About the job
Maincode is seeking a Signal Engineer in Melbourne to help shape the future of Matilda, a leading Australian language model. This role focuses on transforming massive amounts of raw data into high-quality training sets, directly influencing model performance. Both engineering and editorial skills are essential, as the work blends technical pipeline development with careful judgment about data quality.
Key Responsibilities
- Design and implement large-scale data pipelines for ingesting, cleaning, deduplicating, filtering, and scoring training data (handling volumes from terabytes up to petabytes).
- Develop classifiers and heuristics to distinguish valuable data from irrelevant or low-quality input.
- Experiment with different dataset combinations to identify what best improves the language model.

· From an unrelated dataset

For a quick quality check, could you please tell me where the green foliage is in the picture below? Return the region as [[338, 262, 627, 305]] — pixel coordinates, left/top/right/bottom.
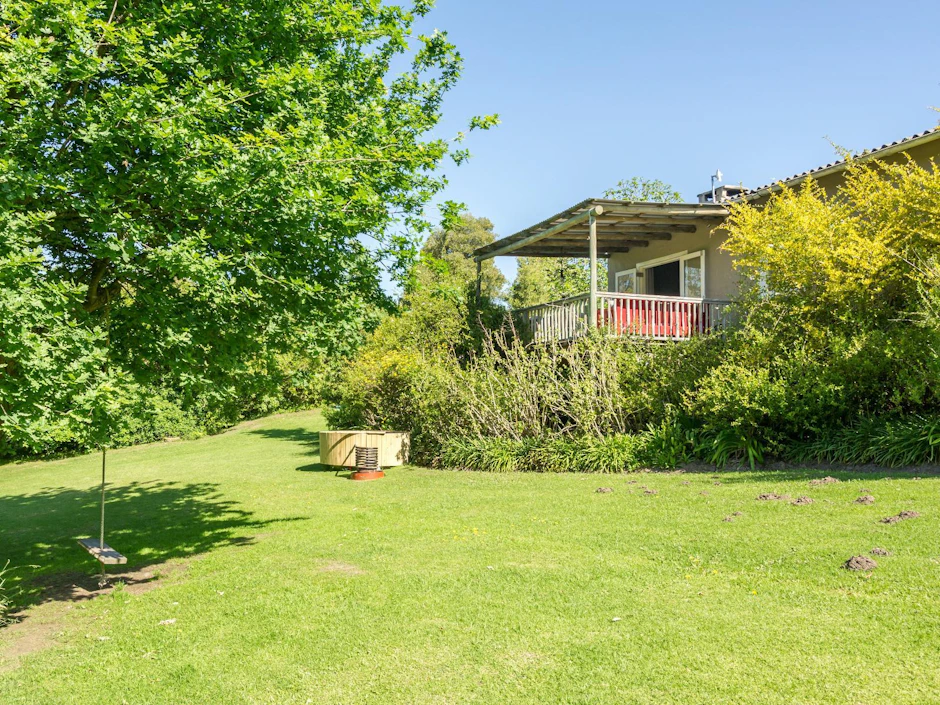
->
[[604, 176, 682, 203], [409, 213, 506, 299], [787, 416, 940, 467], [442, 435, 646, 473], [509, 176, 682, 309], [0, 0, 488, 453], [509, 254, 607, 309]]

- Build tools for exploring, sampling, and auditing the data corpus.
- Collaborate closely with researchers and training engineers to align data strategies with model objectives.
Requirements
- Strong engineering background, particularly with Python, data tools, distributed processing, and building reliable data pipelines.
- High attention to detail, recognizing that small errors can quickly scale in this environment.
- Ability to assess the quality of training data accurately.
- Comfort working with extremely large and complex datasets.
- Interest in how data decisions influence model behavior.
- Quick to pick up new concepts; prior experience with large language models is not required.
Preferred Experience
- Experience with web-scale corpora or pre-training data pipelines.
- Familiarity with unstructured text data.
- Knowledge of distributed data frameworks such as Spark or Ray.
- Background in deduplication, quality classification, or tokenization.
Additional Details
This is a full-time, in-person position based in Melbourne. Maincode cannot provide visa sponsorship, so candidates must already hold valid and unrestricted work rights in Australia.